Regarding Turing machines: their definition is due to a philosophical argument, rather than mathematical (hence Church-Turing “thesis” rather than “theorem”). Essentially, Turing argues that any finite region of space can only have a finite set of distinguishable states; that any finite set can be enumerated and indexed; and therefore any physical system can be described by a (vast) transition table between these indexes. For input/output, a similar argument is made that only finitely-many possibilities can be distinguished between, that we can equivalently operate on their indexes instead, and that they can be written along one unbounded “tape”. Hence we can describe the behaviour of any physical system (including any procedure that a mathematician may carry out) by using a transition table; an argument that’s so general it avoids quibbling about minor details of physics, neurobiology, mathematics, etc. (which explains why proposed counterexamples require extreme physics like time travel, orbiting black holes, etc.).

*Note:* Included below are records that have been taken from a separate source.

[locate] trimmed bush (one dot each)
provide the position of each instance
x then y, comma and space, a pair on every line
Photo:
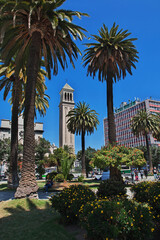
59, 177
69, 201
148, 192
111, 188
51, 176
120, 220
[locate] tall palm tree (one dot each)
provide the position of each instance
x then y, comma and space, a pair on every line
38, 29
9, 83
111, 56
144, 123
82, 120
157, 134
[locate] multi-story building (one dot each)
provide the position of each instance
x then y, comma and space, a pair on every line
5, 129
66, 104
123, 116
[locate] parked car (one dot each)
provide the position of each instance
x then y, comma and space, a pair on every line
97, 176
105, 175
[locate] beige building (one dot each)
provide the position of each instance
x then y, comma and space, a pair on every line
5, 129
66, 104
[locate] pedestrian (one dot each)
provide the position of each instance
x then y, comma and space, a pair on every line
136, 174
48, 185
155, 173
141, 172
145, 172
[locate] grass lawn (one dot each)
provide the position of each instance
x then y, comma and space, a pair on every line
25, 219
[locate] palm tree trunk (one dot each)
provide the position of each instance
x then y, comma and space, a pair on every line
149, 154
83, 155
114, 172
28, 186
13, 179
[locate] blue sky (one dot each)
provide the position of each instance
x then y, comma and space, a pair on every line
142, 19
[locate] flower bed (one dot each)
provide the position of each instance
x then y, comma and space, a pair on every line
69, 201
148, 192
120, 220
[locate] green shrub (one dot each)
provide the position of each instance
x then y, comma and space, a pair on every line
120, 220
70, 177
69, 201
149, 192
80, 178
111, 188
51, 175
59, 177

I highly recommend reading his On Computable Numbers paper.
This philosophically-justified generality was important to show that undecidability is fundamental, rather than just a deficiency of the chosen system (Rice’s Theorem also extends undecidability from the halting problem to all “non-trivial behaviours” of all universal systems). In fact Goedel hated Lambda Calculus and kept trying to invent more powerful alternatives (System T, General Recursive Functions, etc.): he only stopped when Turing proved that Lambda Calculus was equivalent to Turing machines! It wasn’t so much that “Alonzo’s lambda calculus was also cool, but I like this better”; it was that Turing machines show why the cannot be anything “better”, so we might as well use them, or Lambda Calculus, or something else equivalent. Notice that there aren’t many programs actually written as Turing machines (outside of e.g. Busy Beaver research), whilst Lambda Calculus is how basically every programmer writes abstractions (Python even uses the keyword ‘lambda’, and it’s the name of AWS’s function-as-a-service offering).

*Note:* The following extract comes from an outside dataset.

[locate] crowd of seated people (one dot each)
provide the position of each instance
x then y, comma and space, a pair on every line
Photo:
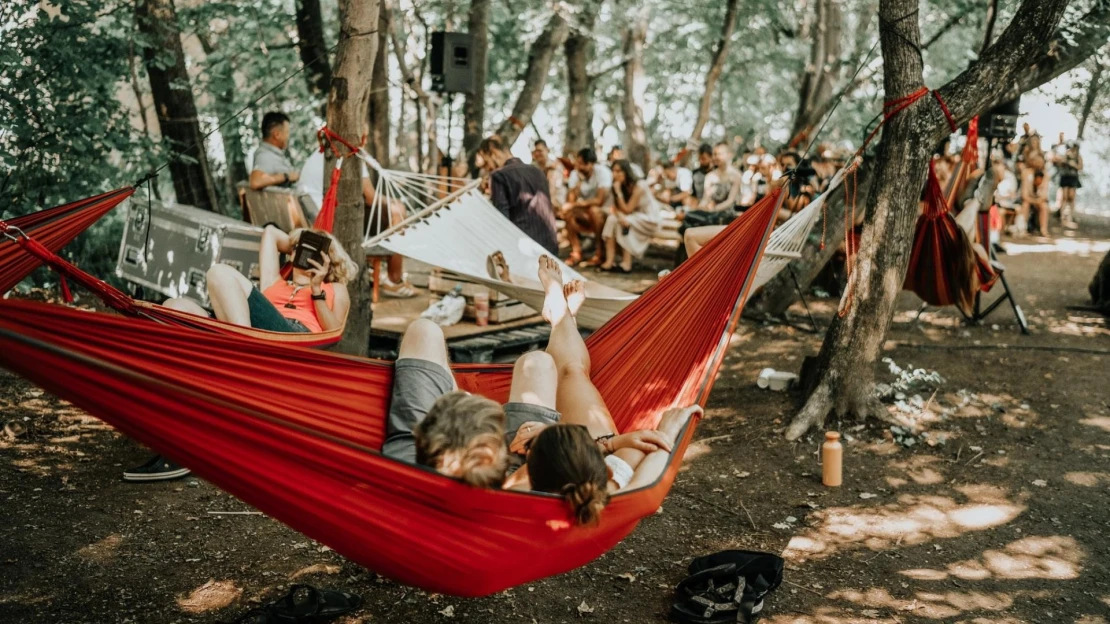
1021, 174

Another crucial insight of Turing’s, which wasn’t mentioned explicitly, is the existence of “universal” Turing machines: which can read an encoding of another Turing machine as input, and simulate that machine’s behaviour (AKA an “interpreter”, “emulator” or “virtual machine”). That’s crucial to the notion of “general purpose” that you mention informally many times; what many would call “Turing complete”. All universality results, whether it’s for Python, RNNs, Rule 110, Magic the Gathering, etc. ultimately rest on this: either by using the system to emulate a universal Turing machine directly, or to implement another system that has been proven universal that way.
Babbage and Lovelace didn’t have such a notion of universality either; the Analytical Engine was only shown to be Turing complete later. Universal machines also show the existence of “software”, and its fundamental equivalence to hardware. For example, the input to a Jaquard loom describes a fabric pattern, not a loom-which-would-make-that-pattern; hence a Jaquard loom can’t meaningfully “emulate” another Jaquard loom. Yet it makes perfect sense to “stack” universal machines, e.g. modern CPUs are universal machines, which emulate x86 processors, which run Java VMs, which run Minecraft servers, which run redstone processors, and so on.